A iniciativa surgiu na sequência de um projeto de Gestão Ambiental, iniciado em 2014. Desde então, apresenta um enfoque colaborativo, composto por uma equipe interétnica formada por pesquisadores indígenas e do IHB, que reúne arqueólogos, antropólogos, professores, alunos, fotógrafos, historiadores e anciões.

Pretende-se, com essa abordagem colaborativa, capacitar os pesquisadores indígenas na pesquisa etnográfica e produção de material didático para ser inserido no programa letivo das escolas wauja. A proposta é que o livro reúna conteúdo escrito, ilustrações, fotografias...

Enfim, o objetivo que norteia todo o projeto é o de preservar e redinamizar os mecanismos de transmissão do conhecimento tradicional, a fim de que os indígenas possam, em breve, fazer todo registro por conta própria.

"O nosso almejo principal é a autonomia dos wauja, na execução dos trabalhos de registro e pesquisa sobre a sua cultura. Essa autonomia vem com as ações conjuntas de registro etnográfico que viemos desenvolvendo, fomentando também uma familiarização com as novas tecnologias de informação", explica Garcia.

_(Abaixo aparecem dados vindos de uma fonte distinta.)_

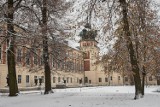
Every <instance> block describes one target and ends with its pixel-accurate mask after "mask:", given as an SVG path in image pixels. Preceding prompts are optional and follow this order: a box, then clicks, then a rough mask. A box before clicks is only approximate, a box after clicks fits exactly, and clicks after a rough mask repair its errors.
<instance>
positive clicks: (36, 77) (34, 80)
mask: <svg viewBox="0 0 160 107" xmlns="http://www.w3.org/2000/svg"><path fill="white" fill-rule="evenodd" d="M34 83H35V85H37V83H38V78H37V76H34Z"/></svg>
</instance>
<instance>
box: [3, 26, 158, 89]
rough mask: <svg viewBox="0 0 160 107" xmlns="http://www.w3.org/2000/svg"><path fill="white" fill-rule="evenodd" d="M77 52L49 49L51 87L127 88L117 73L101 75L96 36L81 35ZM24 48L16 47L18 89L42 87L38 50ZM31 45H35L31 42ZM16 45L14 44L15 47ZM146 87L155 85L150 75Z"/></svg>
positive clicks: (87, 32) (51, 47) (5, 79)
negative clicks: (122, 87)
mask: <svg viewBox="0 0 160 107" xmlns="http://www.w3.org/2000/svg"><path fill="white" fill-rule="evenodd" d="M1 35H2V34H1ZM80 36H81V40H80V41H79V44H80V47H79V49H74V48H71V47H69V46H67V45H66V44H61V43H55V44H54V45H53V46H51V47H50V48H49V52H50V61H49V62H50V68H51V85H52V87H56V85H58V84H65V85H66V86H67V87H78V86H81V85H82V84H83V85H86V86H99V85H100V86H101V85H103V86H104V85H130V78H129V76H124V75H122V74H121V73H120V72H115V71H112V72H109V73H106V72H104V64H103V63H101V62H100V63H97V61H99V51H100V49H99V47H98V46H97V43H98V42H97V41H96V40H95V37H96V32H95V31H92V30H86V29H84V30H83V31H82V32H81V35H80ZM0 42H1V44H0V88H7V87H8V86H7V85H8V84H7V79H8V76H7V74H8V70H7V54H6V50H7V43H6V42H2V39H1V41H0ZM23 43H25V44H27V45H23V46H22V45H21V46H19V45H16V47H15V52H14V54H15V57H16V75H17V82H18V87H20V88H21V87H39V86H44V80H45V78H44V69H43V58H42V48H41V47H39V48H36V47H35V46H33V45H32V44H31V43H32V42H28V41H23ZM33 43H35V42H33ZM17 44H18V43H17ZM146 83H147V84H148V85H156V84H157V81H156V78H155V77H154V76H152V75H150V76H148V77H147V79H146Z"/></svg>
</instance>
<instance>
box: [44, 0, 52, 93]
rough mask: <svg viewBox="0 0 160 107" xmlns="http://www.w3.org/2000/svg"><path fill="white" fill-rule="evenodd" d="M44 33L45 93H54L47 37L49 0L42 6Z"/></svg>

Uma frase célebre do filósofo irlandês Edmund Burke (1729-97) pode ser aplicada – com uma pequena mudança - ao atual contexto dos povos indígenas do Xingu. Ele afirmou que "um povo que não conhece a sua história está condenado a repeti-la". Neste caso, seria mais apropriada dizer que "um povo que não conhece a sua história está condenado a deixar de existir". Portanto, devido a questões ambientais e, principalmente, para garantir a preservação de um povo e de sua memória cultural, é que o projeto se faz necessário.